Student math scores take a hit after year of COVID remote learning
Data suggests that students who received lessons via virtual learning suffered slightly bigger drops in their assessments than those who stayed in schools. (Getty Images)
New Hampshire students who engaged in virtual learning saw a drop in mathematics assessment scores over the last academic school year, according to data released by the Department of Education Tuesday, in what officials said was an indication of pandemic-driven learning loss.
Across the state, proficiency in math dropped from 2019 to 2021, the assessment data says. Where 48 percent of students were measured as proficient or above proficient in math in 2019, only 38 percent of students had achieved a similar result in 2021, the data shows.
English language arts and science proficiencies stayed relatively level.

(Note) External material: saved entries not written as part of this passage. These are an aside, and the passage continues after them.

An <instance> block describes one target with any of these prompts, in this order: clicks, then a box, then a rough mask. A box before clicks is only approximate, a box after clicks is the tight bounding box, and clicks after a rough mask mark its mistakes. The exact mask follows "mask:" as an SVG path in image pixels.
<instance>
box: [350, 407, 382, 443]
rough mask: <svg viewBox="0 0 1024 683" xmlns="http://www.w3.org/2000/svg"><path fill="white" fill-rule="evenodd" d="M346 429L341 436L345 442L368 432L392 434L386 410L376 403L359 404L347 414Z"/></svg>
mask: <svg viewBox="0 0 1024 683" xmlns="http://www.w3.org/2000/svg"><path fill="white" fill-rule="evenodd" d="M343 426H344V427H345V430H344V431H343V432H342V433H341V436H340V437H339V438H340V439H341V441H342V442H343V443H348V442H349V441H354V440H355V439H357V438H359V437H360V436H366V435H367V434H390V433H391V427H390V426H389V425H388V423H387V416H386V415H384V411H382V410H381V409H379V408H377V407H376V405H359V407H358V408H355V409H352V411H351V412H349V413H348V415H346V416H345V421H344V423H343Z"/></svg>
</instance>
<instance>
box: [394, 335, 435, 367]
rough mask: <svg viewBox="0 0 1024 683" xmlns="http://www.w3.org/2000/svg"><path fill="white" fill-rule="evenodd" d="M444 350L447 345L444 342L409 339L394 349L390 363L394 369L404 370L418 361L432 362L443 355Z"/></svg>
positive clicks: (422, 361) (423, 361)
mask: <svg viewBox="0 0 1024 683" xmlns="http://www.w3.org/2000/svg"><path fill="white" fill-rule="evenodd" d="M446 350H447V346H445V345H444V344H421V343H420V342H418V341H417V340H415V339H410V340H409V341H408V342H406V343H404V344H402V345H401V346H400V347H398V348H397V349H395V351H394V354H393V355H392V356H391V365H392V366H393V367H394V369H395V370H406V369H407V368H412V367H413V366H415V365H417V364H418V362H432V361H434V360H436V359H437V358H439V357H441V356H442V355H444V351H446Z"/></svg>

Fifty-two percent of students achieved proficient or above proficient scores in English in 2021, compared with 56 percent in 2019. The number of students who scored the same in science moved from 39 percent in 2019 to 37 percent in 2021.

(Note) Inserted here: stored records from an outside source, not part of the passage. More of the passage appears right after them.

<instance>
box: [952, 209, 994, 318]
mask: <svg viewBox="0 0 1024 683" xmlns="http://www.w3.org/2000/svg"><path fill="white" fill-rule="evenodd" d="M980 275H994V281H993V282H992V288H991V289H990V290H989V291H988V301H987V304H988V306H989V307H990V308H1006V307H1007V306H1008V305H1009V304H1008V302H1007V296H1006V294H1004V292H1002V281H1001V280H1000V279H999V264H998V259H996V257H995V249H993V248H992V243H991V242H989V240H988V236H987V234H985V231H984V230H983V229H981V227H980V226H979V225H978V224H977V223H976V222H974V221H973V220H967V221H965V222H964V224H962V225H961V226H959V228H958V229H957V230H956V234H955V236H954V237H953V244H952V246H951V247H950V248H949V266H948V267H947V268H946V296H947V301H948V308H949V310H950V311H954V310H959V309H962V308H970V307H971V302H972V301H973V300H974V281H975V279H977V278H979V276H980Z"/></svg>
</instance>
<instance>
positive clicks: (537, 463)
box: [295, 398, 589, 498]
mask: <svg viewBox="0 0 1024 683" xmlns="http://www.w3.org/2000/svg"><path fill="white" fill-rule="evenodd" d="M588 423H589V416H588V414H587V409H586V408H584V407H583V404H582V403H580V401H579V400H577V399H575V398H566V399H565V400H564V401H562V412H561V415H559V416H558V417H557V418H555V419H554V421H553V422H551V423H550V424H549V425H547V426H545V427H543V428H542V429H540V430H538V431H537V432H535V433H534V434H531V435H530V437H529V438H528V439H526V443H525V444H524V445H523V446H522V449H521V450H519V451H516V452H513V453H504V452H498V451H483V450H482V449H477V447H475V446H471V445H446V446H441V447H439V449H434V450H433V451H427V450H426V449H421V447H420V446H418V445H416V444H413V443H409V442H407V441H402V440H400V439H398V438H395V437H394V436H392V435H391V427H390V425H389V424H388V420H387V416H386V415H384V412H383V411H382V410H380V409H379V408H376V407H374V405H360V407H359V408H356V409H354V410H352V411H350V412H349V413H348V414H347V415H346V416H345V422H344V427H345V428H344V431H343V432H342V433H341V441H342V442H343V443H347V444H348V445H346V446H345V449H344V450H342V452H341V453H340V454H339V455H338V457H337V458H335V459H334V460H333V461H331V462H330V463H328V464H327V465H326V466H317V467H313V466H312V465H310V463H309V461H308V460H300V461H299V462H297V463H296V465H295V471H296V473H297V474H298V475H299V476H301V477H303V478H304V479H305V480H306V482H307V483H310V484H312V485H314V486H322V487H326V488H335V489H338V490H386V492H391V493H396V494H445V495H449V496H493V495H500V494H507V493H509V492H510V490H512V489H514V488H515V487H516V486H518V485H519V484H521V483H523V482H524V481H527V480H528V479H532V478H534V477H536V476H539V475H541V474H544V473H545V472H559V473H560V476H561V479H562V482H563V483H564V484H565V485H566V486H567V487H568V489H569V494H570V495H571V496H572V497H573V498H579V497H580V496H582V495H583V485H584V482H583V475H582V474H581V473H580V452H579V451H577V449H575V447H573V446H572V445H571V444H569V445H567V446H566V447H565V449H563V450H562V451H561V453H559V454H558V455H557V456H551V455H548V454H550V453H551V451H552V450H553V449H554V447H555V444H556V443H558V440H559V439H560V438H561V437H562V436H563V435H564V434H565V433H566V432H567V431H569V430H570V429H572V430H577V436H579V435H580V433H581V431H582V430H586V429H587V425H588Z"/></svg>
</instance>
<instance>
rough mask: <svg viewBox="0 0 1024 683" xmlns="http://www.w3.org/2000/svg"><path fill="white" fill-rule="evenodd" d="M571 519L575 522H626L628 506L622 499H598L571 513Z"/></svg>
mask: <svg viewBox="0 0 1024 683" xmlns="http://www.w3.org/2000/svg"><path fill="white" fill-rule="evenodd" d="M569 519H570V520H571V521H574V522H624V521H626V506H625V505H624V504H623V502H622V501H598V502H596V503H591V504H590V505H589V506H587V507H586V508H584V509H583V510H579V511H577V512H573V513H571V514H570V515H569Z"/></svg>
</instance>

The data represents the aggregate of the state’s annual assessment; each spring, students in grades three to eight are evaluated in English language arts and mathematics, and students in grades five, eight, and 11 are assessed in science.
The department does not have data from spring 2020 because assessments were not carried out that year due to the onset of the pandemic.
Additional data suggests that students who received lessons via virtual learning suffered slightly bigger drops in their assessments than those who stayed in schools. A report by the National Center for the Improvement of Educational Assessment conducted for the state found that New Hampshire students who spent 60 to 80 percent of the 2020-2021 school year in remote learning saw the average school-by-school proficiency in mathematics drop by 29.6 percentage points.
Students whose schools stayed mostly open – spending between zero to 20 percent of their days in remote learning – saw a dip in mathematics proficiency of 12.4 percentage points.
“Both sets of analyses lead to the same conclusion: Higher amounts of virtual education are associated with lower rates of student learning. Decreases in learning are much larger in mathematics than in ELA,” the report, written by Damian Betebenner, states.
Department of Education Commissioner Frank Edelblut noted that the drop in proficiency mirrors similar declines in other states during the pandemic. And he noted that the two years of COVID-19 had accelerated what had already been a five-year, year-to-year decrease of math and reading scores in New Hampshire.
“It is clear and understandable that trauma from the pandemic continues to impact schools, students, and teachers. I remain incredibly proud and grateful to all of the educators who have worked tirelessly throughout the pandemic to keep academics and the overall well-being of New Hampshire students a priority,” he said.
To help combat learning loss, Edelblut has promoted a state-private partnership with Prenda, a national company that operates “learning pods” that offer tutoring to students to replace school instruction times. The pods are intended to help students who have fallen behind regain lost ground before returning to school. On Dec. 8, the Executive Council approved a two-year extension of a $5.8 million federally funded contract with Prenda, which has attracted five school districts.
Democrats have opposed the partnership, which pays Prenda $5,000 per student per year, arguing the take-up rate has been too low and that the federal money should be spent on direct assistance to public schools to address learning loss.